MARSHALL – Four-H’ers spend their summers getting their animals ready for the county fair, and younger kids are also able to get in on the action as a part of the Cloverbuds Project.

Kids grades K-2 are eligible to participate in the Cloverbuds Project and do the same events as older 4-H’ers but in a non-competitive way appropriate to their age and with the help of their parents or older 4-Hers.

“The public speaking and the one-on-one with the judge is great experience,” said Becky Moorse, dairy superintendent for the Lyon County Fair, before the Cloverbud dairy show Thursday afternoon.

“They have an adult or older youth handle the animal,” Moorse said, “but the kids are the ones talking to the judge.”

Cole Reminger, 8, of Cottonwood, said that this is his second year showing dairy cattle. To get his calf, Bugsy, ready for the show, Reminger said he had to “wash her, brush her and walk her for practice.”

Reminger said that they also have a special dress code for when they are in the ring.

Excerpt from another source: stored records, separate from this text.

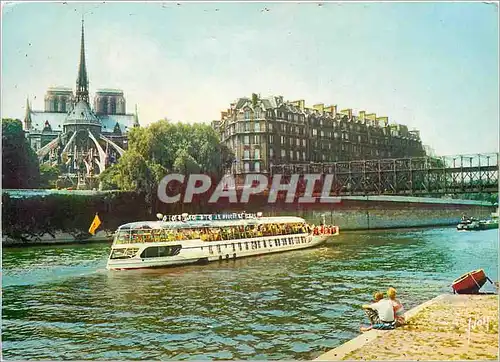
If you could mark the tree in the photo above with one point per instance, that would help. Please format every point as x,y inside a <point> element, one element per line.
<point>20,168</point>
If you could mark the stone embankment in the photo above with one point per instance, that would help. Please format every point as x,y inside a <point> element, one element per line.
<point>448,327</point>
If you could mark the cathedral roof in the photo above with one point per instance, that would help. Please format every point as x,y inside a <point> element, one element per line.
<point>82,114</point>
<point>56,120</point>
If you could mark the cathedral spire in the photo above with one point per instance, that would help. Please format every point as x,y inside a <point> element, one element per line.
<point>82,83</point>
<point>136,118</point>
<point>27,117</point>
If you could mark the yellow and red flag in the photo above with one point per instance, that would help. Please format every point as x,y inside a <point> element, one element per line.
<point>95,224</point>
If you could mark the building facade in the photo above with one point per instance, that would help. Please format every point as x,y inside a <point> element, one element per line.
<point>69,132</point>
<point>268,131</point>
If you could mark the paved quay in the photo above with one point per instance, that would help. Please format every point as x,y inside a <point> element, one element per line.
<point>448,327</point>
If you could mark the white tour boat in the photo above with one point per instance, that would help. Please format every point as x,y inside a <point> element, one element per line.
<point>185,239</point>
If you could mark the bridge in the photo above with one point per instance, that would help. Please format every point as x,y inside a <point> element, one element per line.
<point>414,176</point>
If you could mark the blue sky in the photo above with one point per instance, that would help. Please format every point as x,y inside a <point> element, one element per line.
<point>432,66</point>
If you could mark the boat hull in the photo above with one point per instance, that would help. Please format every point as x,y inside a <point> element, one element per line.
<point>193,252</point>
<point>470,283</point>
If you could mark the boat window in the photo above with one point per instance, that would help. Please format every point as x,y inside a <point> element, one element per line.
<point>161,251</point>
<point>122,237</point>
<point>124,253</point>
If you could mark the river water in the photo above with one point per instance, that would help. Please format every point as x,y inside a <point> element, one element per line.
<point>59,302</point>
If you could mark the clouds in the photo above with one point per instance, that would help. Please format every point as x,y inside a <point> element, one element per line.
<point>431,67</point>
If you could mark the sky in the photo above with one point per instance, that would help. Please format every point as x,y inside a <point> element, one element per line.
<point>431,66</point>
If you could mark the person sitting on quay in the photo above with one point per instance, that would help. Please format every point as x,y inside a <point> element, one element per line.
<point>380,313</point>
<point>398,307</point>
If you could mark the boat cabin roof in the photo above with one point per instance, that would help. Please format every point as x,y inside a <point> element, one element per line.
<point>144,225</point>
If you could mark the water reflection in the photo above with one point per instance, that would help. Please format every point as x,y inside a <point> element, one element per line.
<point>60,303</point>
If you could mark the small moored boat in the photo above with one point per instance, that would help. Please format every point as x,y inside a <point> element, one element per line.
<point>470,283</point>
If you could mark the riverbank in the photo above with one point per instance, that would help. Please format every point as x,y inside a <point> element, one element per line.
<point>448,327</point>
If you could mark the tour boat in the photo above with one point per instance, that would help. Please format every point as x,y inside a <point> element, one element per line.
<point>187,239</point>
<point>470,283</point>
<point>473,224</point>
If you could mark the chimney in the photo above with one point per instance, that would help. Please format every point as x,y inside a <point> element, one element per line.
<point>319,107</point>
<point>383,121</point>
<point>300,103</point>
<point>371,118</point>
<point>347,112</point>
<point>331,110</point>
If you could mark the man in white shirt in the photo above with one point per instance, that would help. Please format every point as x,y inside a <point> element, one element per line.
<point>381,315</point>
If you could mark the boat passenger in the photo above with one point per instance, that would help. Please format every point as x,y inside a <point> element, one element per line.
<point>398,307</point>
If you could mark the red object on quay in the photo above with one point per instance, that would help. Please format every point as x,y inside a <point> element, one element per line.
<point>470,283</point>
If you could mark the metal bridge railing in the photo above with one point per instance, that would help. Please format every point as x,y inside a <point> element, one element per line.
<point>406,176</point>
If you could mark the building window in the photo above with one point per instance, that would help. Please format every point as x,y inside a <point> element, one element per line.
<point>257,166</point>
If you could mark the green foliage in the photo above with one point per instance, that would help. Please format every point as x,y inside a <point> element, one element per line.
<point>165,147</point>
<point>184,163</point>
<point>20,167</point>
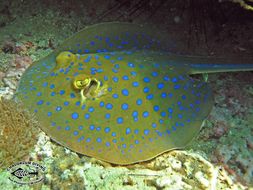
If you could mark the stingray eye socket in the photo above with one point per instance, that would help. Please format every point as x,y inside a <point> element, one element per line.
<point>80,84</point>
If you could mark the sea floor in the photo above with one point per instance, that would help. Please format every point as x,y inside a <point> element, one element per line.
<point>221,157</point>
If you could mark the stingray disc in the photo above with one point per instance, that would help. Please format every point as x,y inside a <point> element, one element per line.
<point>114,94</point>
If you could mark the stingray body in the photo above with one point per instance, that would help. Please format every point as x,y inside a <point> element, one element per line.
<point>114,92</point>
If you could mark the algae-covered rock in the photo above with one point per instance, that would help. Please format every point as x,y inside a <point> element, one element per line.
<point>18,133</point>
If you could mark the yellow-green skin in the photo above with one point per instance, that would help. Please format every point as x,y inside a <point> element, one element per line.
<point>82,125</point>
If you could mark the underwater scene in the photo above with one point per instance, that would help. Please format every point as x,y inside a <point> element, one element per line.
<point>120,94</point>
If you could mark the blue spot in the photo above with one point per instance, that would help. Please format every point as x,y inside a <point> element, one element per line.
<point>163,113</point>
<point>115,79</point>
<point>125,92</point>
<point>107,129</point>
<point>156,108</point>
<point>133,73</point>
<point>163,95</point>
<point>44,84</point>
<point>174,79</point>
<point>146,79</point>
<point>67,128</point>
<point>40,102</point>
<point>109,106</point>
<point>75,133</point>
<point>161,121</point>
<point>58,108</point>
<point>116,66</point>
<point>119,120</point>
<point>145,89</point>
<point>128,130</point>
<point>115,70</point>
<point>107,116</point>
<point>62,92</point>
<point>146,131</point>
<point>113,134</point>
<point>99,140</point>
<point>101,104</point>
<point>124,106</point>
<point>74,115</point>
<point>176,86</point>
<point>39,94</point>
<point>139,102</point>
<point>197,102</point>
<point>72,95</point>
<point>160,85</point>
<point>154,74</point>
<point>91,109</point>
<point>115,96</point>
<point>135,114</point>
<point>135,84</point>
<point>125,77</point>
<point>87,116</point>
<point>107,144</point>
<point>145,114</point>
<point>81,139</point>
<point>170,95</point>
<point>92,127</point>
<point>166,78</point>
<point>170,110</point>
<point>66,103</point>
<point>150,96</point>
<point>130,64</point>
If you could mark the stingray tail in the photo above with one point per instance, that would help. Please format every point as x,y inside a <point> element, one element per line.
<point>215,68</point>
<point>213,65</point>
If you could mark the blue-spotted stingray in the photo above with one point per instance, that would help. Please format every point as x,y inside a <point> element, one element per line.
<point>114,91</point>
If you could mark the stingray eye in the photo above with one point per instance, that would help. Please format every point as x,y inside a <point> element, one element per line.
<point>81,84</point>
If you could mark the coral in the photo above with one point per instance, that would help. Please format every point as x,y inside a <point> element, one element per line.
<point>18,133</point>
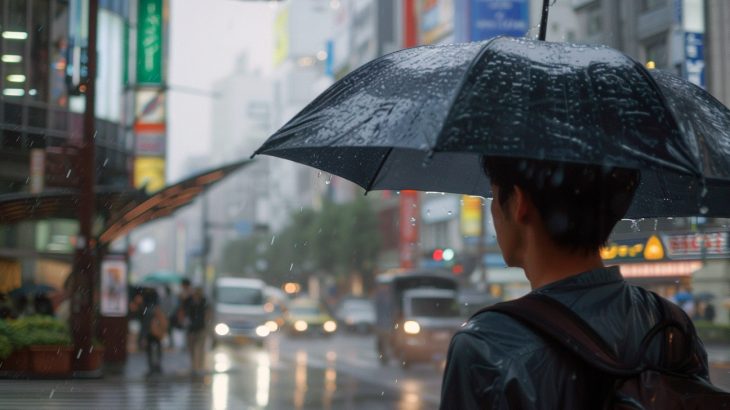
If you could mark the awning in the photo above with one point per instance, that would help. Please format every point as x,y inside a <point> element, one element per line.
<point>166,201</point>
<point>63,203</point>
<point>124,209</point>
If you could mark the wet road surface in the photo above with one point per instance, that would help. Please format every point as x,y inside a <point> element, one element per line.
<point>341,372</point>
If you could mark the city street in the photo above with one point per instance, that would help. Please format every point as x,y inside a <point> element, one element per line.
<point>338,373</point>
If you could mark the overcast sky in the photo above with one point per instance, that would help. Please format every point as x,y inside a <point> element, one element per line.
<point>206,39</point>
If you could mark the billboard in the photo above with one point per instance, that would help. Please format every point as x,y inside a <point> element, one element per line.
<point>490,18</point>
<point>435,20</point>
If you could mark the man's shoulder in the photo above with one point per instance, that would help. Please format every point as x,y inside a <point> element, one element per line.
<point>498,332</point>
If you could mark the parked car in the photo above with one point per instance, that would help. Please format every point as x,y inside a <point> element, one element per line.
<point>356,315</point>
<point>309,317</point>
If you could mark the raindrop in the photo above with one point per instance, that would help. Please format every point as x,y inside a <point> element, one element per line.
<point>635,225</point>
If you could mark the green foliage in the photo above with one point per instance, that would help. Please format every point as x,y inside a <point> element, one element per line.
<point>35,330</point>
<point>6,347</point>
<point>339,239</point>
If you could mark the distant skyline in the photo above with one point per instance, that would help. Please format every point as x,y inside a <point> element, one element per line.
<point>206,40</point>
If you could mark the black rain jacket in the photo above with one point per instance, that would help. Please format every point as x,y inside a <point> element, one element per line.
<point>495,362</point>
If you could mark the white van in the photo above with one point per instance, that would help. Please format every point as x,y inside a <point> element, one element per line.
<point>239,311</point>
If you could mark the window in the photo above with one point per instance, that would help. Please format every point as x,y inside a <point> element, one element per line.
<point>650,5</point>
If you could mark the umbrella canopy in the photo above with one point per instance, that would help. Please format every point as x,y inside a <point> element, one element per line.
<point>31,289</point>
<point>162,277</point>
<point>423,118</point>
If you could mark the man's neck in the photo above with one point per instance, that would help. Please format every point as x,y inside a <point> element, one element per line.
<point>547,264</point>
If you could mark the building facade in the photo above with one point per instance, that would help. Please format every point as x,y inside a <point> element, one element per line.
<point>42,73</point>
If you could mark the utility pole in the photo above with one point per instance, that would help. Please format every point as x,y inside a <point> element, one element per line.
<point>85,267</point>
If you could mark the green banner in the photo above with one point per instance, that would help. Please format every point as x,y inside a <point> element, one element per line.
<point>149,42</point>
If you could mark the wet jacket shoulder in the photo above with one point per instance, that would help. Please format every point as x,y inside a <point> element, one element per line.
<point>496,362</point>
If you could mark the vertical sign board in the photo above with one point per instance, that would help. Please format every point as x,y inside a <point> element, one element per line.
<point>37,169</point>
<point>150,118</point>
<point>471,216</point>
<point>692,15</point>
<point>113,287</point>
<point>694,58</point>
<point>490,18</point>
<point>149,42</point>
<point>408,227</point>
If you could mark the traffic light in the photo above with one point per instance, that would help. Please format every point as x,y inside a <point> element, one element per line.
<point>443,255</point>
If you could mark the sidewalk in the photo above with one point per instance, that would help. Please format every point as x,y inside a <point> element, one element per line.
<point>175,366</point>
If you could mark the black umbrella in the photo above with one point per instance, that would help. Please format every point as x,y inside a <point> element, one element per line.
<point>422,118</point>
<point>31,289</point>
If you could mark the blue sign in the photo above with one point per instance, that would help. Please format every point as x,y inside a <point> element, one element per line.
<point>694,58</point>
<point>490,18</point>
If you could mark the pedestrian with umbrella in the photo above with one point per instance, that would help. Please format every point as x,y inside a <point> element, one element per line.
<point>568,140</point>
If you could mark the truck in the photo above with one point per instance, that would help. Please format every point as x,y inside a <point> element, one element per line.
<point>239,312</point>
<point>417,313</point>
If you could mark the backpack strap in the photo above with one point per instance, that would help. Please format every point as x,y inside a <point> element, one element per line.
<point>557,322</point>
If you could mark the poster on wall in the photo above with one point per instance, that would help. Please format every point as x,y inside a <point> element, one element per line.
<point>114,287</point>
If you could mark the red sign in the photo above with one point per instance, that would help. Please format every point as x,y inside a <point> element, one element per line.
<point>408,224</point>
<point>715,243</point>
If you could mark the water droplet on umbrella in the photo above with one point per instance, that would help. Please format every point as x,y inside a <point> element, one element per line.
<point>635,225</point>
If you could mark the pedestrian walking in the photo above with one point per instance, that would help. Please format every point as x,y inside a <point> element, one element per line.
<point>154,323</point>
<point>197,317</point>
<point>551,219</point>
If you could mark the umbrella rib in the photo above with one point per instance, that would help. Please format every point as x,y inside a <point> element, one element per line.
<point>377,171</point>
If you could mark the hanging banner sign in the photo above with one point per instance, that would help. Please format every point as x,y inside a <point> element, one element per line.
<point>149,42</point>
<point>113,287</point>
<point>490,18</point>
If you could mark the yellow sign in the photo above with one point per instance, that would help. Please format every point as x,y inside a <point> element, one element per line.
<point>150,173</point>
<point>471,215</point>
<point>281,36</point>
<point>651,250</point>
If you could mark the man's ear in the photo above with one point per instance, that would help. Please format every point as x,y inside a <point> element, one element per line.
<point>520,205</point>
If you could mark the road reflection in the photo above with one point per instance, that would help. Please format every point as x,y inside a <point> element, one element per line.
<point>339,372</point>
<point>300,377</point>
<point>220,391</point>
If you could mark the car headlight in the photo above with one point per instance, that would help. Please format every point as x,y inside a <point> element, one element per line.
<point>411,327</point>
<point>273,326</point>
<point>222,329</point>
<point>330,326</point>
<point>262,331</point>
<point>300,325</point>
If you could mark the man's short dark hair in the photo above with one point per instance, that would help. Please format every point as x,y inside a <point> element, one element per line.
<point>579,204</point>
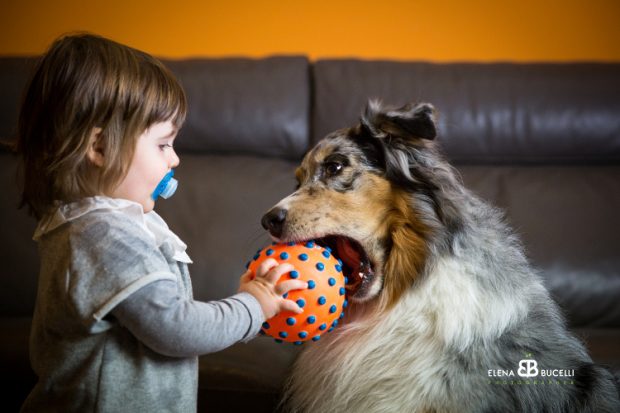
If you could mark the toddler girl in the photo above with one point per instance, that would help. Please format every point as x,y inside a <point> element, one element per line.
<point>115,327</point>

“We have to wear white pants, a white shirt and boots,” Reminger said.

He worked on readying himself for the judge’s questions, saying that he might get asked “how old she is, what breed and the date she was born.”

Moorse said that the judges look at the quality of the cattle but also showmanship traits like “what a person knows about their animal, the breed, if they’re pregnant, who their father and mother are and their birthday.”

“Half of it is knowledge,” Moorse said, “but judges also look at the fitting of the animal, which is the clipping and the grooming of the animal.”

Blake Louwagie, 7, of Cottonwood was another Cloverbud that was getting ready for the Cloverbud dairy show Thursday afternoon.

“We had to clip her, but before we clipped her, we had to wash her,” Louwagie said about his calf, Nindy. Louwagie said that he practiced walking with her last night in preparation for the show and that she was calm and easy to walk.

“If the door is open, she will just run towards the door,” Louwagie said.

Helping him handle his calf for the show was 4-H’er Caitlin Louwagie, who also shows dairy cattle, but in the older 4-H age group.

“It’s a lot of fun to see the younger kids and teach them what you know,” Caitlin Louwagie said.

Conrad Kvamme came from Arlington to judge the 4-H dairy shows taking place Thursday and said that he looks at the Cloverbud show a little differently than the standard dairy show.

“I look for their interest in it, that they know what the name of their animal is and their breed and when it was born,” Kvamme said. “Then we chit-chat a little bit about if they like dairy products and what they’ve done with their animal.”

“We hope that they are learning things, and we are encouraging them because we hope that they will want to be future exhibitors,” Kvamme said.